[Tex/LaTex] What are good working practices for VCS with LaTeX documents

best practicesrevision controlworkflow

I am interested in using a VCS to track changes as I write short LaTeX documents in my daily research. Essentially, I use LaTeX as a whiteboard for developing ideas, and then I have documents to present at weekly meetings with my research advisor.

I have some experience with the basic DVCS operations, but I'm having trouble determining good working practices for my setting. Most of the online sources that I've read refer exclusively to longer-lived programming projects. Does anyone have suggestions of good working practices in my use case?

Some specific questions:

  • How often should I commit? When I'm developing an idea, it's not always clear where the various units of work are. For example, unlike programming, it's not easy to divide into API vs. UI or commit as functions are changed.

  • Should I use something like versioned Mercurial patch queues to track the evolution of an idea, and use standard commits when it's clear that an idea is here to stay?

  • I often have several files that reside in a single repository, but are more or less independent. For example, these may be two different approaches to the same problem. How should I handle this? Branches? Multiple patch queues? Subrepositories?

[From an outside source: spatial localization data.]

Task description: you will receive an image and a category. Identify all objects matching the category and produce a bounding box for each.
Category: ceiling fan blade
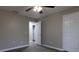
[43,6,55,8]
[25,7,33,12]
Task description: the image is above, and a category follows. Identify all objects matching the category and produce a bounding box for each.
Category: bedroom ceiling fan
[25,6,55,14]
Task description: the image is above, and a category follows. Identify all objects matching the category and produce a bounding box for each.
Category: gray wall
[63,11,79,52]
[41,13,63,48]
[41,7,79,49]
[0,10,29,50]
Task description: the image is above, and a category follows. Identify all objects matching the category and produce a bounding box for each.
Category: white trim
[41,44,66,52]
[0,45,29,52]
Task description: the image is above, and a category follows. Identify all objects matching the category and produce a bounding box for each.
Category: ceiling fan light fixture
[33,6,38,12]
[37,6,42,12]
[33,6,42,12]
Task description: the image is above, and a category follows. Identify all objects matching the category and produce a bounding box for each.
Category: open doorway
[33,25,35,42]
[29,21,41,45]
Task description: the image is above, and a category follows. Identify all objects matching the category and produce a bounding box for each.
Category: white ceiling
[0,6,73,18]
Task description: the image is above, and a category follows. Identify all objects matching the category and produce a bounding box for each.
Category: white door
[35,21,41,45]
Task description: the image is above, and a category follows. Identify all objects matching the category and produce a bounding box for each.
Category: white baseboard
[0,44,29,52]
[41,44,66,52]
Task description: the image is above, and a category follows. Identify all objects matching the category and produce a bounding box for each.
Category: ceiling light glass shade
[33,6,38,12]
[37,7,42,12]
[33,6,42,12]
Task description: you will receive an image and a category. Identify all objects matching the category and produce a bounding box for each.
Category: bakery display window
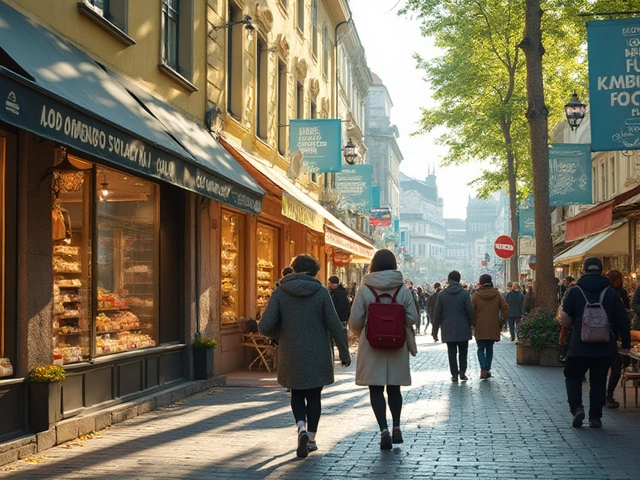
[221,211,244,324]
[256,223,278,313]
[50,155,159,364]
[95,167,158,356]
[52,156,92,365]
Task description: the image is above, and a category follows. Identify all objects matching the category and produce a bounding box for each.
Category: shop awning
[220,139,376,260]
[0,2,262,214]
[554,222,628,264]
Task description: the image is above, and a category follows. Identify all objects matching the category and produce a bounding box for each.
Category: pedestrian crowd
[258,251,633,459]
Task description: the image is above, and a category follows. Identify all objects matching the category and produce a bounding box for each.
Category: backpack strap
[367,285,400,303]
[576,286,609,306]
[391,286,402,302]
[367,285,381,302]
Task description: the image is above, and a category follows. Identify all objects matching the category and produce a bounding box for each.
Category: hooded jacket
[562,273,631,358]
[329,284,351,323]
[432,281,476,343]
[349,270,418,386]
[472,284,510,341]
[259,273,350,389]
[505,290,525,317]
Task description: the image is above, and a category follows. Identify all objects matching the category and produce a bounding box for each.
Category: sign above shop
[288,119,342,173]
[494,235,516,259]
[281,193,324,232]
[331,253,352,267]
[0,73,263,214]
[325,227,374,259]
[588,18,640,151]
[370,208,392,227]
[549,144,592,206]
[335,165,372,211]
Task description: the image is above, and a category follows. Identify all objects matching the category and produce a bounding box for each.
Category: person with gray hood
[260,254,351,458]
[433,271,476,382]
[349,249,418,450]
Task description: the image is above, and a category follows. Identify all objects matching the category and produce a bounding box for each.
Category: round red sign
[494,235,516,259]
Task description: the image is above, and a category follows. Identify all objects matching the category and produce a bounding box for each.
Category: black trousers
[369,385,402,431]
[564,356,612,420]
[291,387,323,432]
[607,353,632,397]
[446,341,468,377]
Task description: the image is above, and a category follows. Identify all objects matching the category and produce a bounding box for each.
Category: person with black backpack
[559,257,631,429]
[348,249,419,450]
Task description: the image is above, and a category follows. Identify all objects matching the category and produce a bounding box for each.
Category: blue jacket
[505,290,525,317]
[433,281,476,342]
[562,273,631,358]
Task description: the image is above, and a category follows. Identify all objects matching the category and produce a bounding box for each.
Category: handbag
[405,325,417,356]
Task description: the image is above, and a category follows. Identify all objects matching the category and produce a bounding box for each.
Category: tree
[401,0,587,287]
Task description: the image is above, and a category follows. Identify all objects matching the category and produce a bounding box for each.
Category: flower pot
[539,345,563,367]
[29,381,62,433]
[193,347,214,380]
[516,343,541,365]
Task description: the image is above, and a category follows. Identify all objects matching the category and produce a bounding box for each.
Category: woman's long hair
[369,249,397,273]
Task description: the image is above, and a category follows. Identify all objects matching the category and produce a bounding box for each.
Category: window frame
[311,1,318,58]
[277,59,288,156]
[297,0,305,34]
[159,0,197,92]
[256,36,269,140]
[77,0,135,46]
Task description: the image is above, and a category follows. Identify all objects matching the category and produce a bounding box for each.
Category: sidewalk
[2,333,640,479]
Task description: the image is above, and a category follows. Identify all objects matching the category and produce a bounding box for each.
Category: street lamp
[213,14,255,41]
[564,92,587,131]
[342,138,358,165]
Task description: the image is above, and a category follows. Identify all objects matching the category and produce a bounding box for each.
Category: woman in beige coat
[349,249,419,450]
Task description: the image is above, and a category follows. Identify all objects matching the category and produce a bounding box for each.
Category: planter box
[516,343,541,365]
[539,345,563,367]
[29,381,62,433]
[193,348,214,380]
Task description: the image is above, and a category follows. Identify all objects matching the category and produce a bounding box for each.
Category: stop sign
[494,235,516,259]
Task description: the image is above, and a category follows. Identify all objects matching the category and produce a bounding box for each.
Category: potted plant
[28,365,66,432]
[516,307,561,366]
[192,335,218,380]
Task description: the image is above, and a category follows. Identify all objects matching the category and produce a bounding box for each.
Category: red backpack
[366,285,406,349]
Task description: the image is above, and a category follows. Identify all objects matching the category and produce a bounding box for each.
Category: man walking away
[561,257,631,428]
[427,283,442,335]
[433,272,476,382]
[328,276,351,333]
[505,283,525,341]
[472,274,509,379]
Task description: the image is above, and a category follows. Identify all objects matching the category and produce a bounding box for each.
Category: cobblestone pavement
[3,332,640,479]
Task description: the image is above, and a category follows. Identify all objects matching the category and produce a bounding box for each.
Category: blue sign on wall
[335,165,372,210]
[588,18,640,151]
[518,194,535,237]
[289,119,342,172]
[549,144,592,206]
[371,186,381,209]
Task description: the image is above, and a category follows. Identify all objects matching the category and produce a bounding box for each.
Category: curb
[0,375,227,467]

Different repositories altogether?

Best Answer

First off, you may not want to use LaTeX directly if you want to use it as a whiteboard to develop ideas. You may be better off using Org-mode to draft your paper. You can embed LaTeX in Org-mode and you will probably be more effective than using LaTeX directly. The details on using Org-mode for drafting are not hard to learn, especially if you already use Emacs. Since Org-mode stores files as plain text they can be tracked with version control.

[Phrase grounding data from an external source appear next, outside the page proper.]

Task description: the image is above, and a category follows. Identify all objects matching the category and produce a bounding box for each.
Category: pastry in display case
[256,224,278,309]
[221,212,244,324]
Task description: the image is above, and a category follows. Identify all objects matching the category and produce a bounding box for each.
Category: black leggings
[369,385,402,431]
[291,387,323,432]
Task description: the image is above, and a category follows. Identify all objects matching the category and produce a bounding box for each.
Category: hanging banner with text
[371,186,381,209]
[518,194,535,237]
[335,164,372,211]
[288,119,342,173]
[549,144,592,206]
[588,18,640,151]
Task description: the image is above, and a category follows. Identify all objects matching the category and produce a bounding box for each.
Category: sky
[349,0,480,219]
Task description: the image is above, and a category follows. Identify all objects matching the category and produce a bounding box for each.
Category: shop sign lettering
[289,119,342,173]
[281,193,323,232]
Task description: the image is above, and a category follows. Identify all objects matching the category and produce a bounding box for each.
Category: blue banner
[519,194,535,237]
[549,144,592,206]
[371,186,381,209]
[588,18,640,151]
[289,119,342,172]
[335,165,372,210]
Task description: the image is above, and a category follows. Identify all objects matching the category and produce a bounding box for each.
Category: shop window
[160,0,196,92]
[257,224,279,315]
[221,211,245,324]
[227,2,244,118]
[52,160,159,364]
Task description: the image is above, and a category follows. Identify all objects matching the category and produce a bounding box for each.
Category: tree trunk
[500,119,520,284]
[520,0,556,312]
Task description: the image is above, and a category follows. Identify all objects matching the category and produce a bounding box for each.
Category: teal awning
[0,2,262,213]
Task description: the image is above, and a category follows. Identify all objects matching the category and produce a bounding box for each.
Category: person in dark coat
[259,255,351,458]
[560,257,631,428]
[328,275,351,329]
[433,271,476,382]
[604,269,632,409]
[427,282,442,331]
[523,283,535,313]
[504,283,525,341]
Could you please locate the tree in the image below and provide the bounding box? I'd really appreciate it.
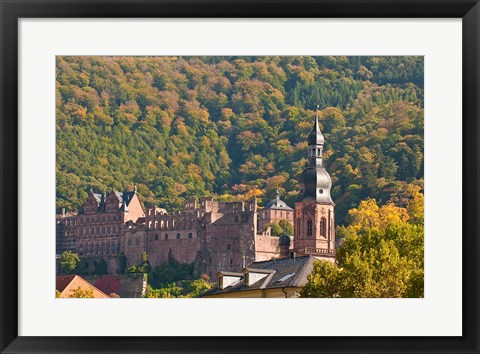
[59,251,80,275]
[278,219,294,235]
[69,286,94,298]
[348,198,409,231]
[264,223,283,236]
[300,222,424,298]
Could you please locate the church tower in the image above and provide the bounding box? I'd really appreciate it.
[294,107,335,256]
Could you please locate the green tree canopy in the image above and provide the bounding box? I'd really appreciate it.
[59,251,80,275]
[300,219,424,298]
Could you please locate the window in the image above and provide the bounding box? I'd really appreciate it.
[307,219,313,236]
[188,233,193,239]
[165,234,169,240]
[113,215,117,221]
[297,220,301,235]
[113,226,117,234]
[320,218,326,237]
[319,189,324,194]
[135,239,140,246]
[230,259,233,265]
[90,228,93,235]
[128,239,132,246]
[235,216,239,223]
[102,227,105,235]
[227,244,231,250]
[176,233,180,239]
[107,227,111,234]
[155,234,159,241]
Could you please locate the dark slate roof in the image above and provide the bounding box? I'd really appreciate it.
[116,191,136,207]
[263,191,294,211]
[203,255,316,296]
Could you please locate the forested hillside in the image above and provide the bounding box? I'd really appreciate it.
[56,56,424,225]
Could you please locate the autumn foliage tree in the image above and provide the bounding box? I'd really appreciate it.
[300,195,424,298]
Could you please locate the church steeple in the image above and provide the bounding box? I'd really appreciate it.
[293,106,336,255]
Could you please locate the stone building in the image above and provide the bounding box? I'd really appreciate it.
[75,188,145,259]
[257,190,294,232]
[57,192,294,278]
[56,210,77,254]
[142,198,286,278]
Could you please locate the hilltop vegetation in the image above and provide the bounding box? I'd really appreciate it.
[56,56,424,225]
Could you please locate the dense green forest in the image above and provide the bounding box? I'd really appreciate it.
[56,56,424,226]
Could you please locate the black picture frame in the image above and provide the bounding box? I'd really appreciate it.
[1,1,478,353]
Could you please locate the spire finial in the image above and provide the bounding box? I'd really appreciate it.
[275,189,280,199]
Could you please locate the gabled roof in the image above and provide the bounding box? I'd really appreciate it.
[56,275,110,298]
[203,256,316,296]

I use git to track some documents I work on and I mostly use it as a safety net. Knowing that every change I do may be recovered is great because I can make big changes to documents without being afraid of losing anything.

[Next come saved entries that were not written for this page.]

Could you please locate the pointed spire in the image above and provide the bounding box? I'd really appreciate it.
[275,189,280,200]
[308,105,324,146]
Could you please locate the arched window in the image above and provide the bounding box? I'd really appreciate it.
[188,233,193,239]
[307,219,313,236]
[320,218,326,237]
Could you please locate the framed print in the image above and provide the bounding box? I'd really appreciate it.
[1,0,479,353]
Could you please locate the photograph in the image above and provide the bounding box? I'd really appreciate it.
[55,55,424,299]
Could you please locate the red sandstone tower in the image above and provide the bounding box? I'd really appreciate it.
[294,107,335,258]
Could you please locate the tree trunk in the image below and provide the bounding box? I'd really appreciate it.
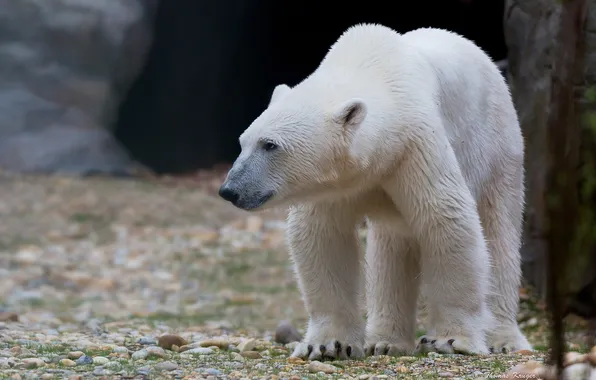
[544,0,588,371]
[505,0,561,296]
[505,0,596,299]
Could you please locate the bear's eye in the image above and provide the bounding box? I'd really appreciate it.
[263,142,278,152]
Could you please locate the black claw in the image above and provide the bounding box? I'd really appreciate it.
[320,344,326,353]
[383,346,389,355]
[346,345,352,357]
[334,341,342,356]
[431,340,436,345]
[489,347,495,353]
[420,337,428,344]
[447,339,455,345]
[307,344,313,356]
[502,347,507,354]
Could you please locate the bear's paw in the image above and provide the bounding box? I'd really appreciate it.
[364,341,414,357]
[415,335,489,355]
[290,339,365,361]
[487,329,532,354]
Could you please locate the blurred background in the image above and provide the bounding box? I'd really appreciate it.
[0,0,595,378]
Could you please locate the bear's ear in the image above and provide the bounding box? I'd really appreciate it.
[332,98,367,127]
[268,84,292,106]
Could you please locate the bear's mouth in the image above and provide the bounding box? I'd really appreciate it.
[234,190,275,211]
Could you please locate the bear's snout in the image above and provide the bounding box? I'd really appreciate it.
[218,184,240,205]
[218,180,274,211]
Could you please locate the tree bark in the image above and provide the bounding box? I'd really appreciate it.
[544,0,588,373]
[505,0,562,296]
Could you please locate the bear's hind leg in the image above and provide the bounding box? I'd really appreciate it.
[364,221,420,356]
[383,148,491,355]
[287,202,366,361]
[480,172,532,353]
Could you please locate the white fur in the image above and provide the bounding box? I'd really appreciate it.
[229,23,531,359]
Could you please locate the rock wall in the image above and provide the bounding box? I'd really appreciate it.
[0,0,157,175]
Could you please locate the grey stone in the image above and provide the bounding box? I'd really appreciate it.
[137,336,156,345]
[204,368,222,376]
[131,349,148,361]
[0,0,158,175]
[274,320,302,345]
[75,355,93,365]
[155,361,178,371]
[179,347,214,356]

When using version control privately, i.e. you are the only one who commits, it may be thought of as using a system to name groups of changes to documents. So to use it effectively you should make changes of one type or to a particular part of your document and describe the change accordingly in the commit message, e.g. commit after you made a couple of changes to your introduction and make another commit for the changes of your conclusion instead of one commit for everything. However you should not be too pedantic with version control, it should not take over your primary work of writing the text. It is more important that you work effectively and write a good text than that you make the most appropriate commits.

My typical work flow is that I make a repository only after I have document with some substantial content. Then I branch off the master by making a dev branch. I commit all new changes to the dev branch and when I have read the whole document or come to a particular stage at which the document is more stable, e.g. when I turn it into my supervisor, I merge the changes in dev to the master. Then for any new changes I branch into a deb branch again. I also use the tag feature of git to mark particular stages, e.g. a version I sent to someone, which makes it easier to find those stages if I need.

To view changes I use different tools. I both use giggle, tig and git log to see the history of a repository. To compare versions I mostly use meld.

Use one type of project per repository. Grouping things that do not belong together is confusing. Branching is good for making different version of a document, e.g. to split a project into an article and a presentation.

Finally, here is what inspired me to start using version control: http://www.charlietanksley.net/philtex/using-a-version-control-system/